Categorized | Agriculture

Kaunamano Farms wins Mahiai Match-Up prize


Kamehameha Schools and Ke Alii Pauahi Foundation revealed the first, second and third place winners of the Mahiai Match-Up Agricultural Business Plan Contest at a recent fundraising gala at Dole Cannery’s Pomaikai Ballrooms.

Winning teams receive an agricultural lease from Kamehameha Schools with up to five years of waived rent and money from Ke Alii Pauahi Foundation.

The gala was a fundraiser to raise monies for agricultural scholarships and grants to help cultivate a new generation of farmers for Hawaii.
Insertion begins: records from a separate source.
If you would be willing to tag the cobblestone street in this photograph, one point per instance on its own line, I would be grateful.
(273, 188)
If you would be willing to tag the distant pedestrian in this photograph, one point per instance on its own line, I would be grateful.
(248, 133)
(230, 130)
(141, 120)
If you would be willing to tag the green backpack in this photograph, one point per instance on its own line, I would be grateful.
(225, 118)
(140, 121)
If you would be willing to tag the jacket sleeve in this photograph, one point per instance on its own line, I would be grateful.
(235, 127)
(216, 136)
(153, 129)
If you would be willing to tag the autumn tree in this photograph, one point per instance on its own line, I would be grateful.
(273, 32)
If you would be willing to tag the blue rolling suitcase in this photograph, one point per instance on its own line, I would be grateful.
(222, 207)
The top three finalists presented their business plans in front of judges for the $25,000 first place, $15,000 second place and $10,000 third place prizes.

Judges included KS CEO Dee Jay Mailer; Kyle Datta, founding partner of Ulupono Initiative; Hamakua Springs Country Farms president Richard Ha; KTA Super Stores’ Executive Vice President of Store Operations Toby Taniguchi; and celebrity chef judge and owner of Town Restaurant, Ed Kenney.

Congratulations to:

First Place – $25,000

Holoholo General Store – Community Supported Agriculture (CSA) business producing vegetables in the cabbage family such as kale, broccoli rabe, and broccoli. Specialty fruit trees, mainly fig trees, will also be part of the 6-acre Paalaa, Oahu farm.

Second Place – $15,000

Kaunamano Farms – Organic Berkshire piggery located on 9.5 acres in Pahoehoe, Hawaii that will implement a systems-based approach similar to Japanese methods of raising pigs.

Third Place – $10,000

Mapulehu Farms – Organic mango farm offering agricultural farms tours to teach the community about Hawaiian-based farming practices and traditional varieties native to Mapulehu, Molokai. Coconut, banana, taro, and sweet potato will also be added to the 43-acre mango orchard.

In an effort to increase Hawaii’s food production and help decrease dependency on imported foods, Kamehameha Schools and Ke Alii Pauahi Foundation teamed up to create the first Mahiai Match-Up agricultural business plan contest hoping to attract experienced farmers with innovative ideas to grow food on vacant agricultural lands owned by Kamehameha Schools.

The opportunity attracted 148 local farmers.

“We associate food with culture and traditions that bind us together as a community,” said Keawe Liu, Executive Director of Ke Alii Pauahi Foundation. “The need to partner with others to increase local food production for a sustainable Hawaii is essential. What better way to support this idea than by supporting local farmers, whose caring hands work to produce the foods that bring us together.”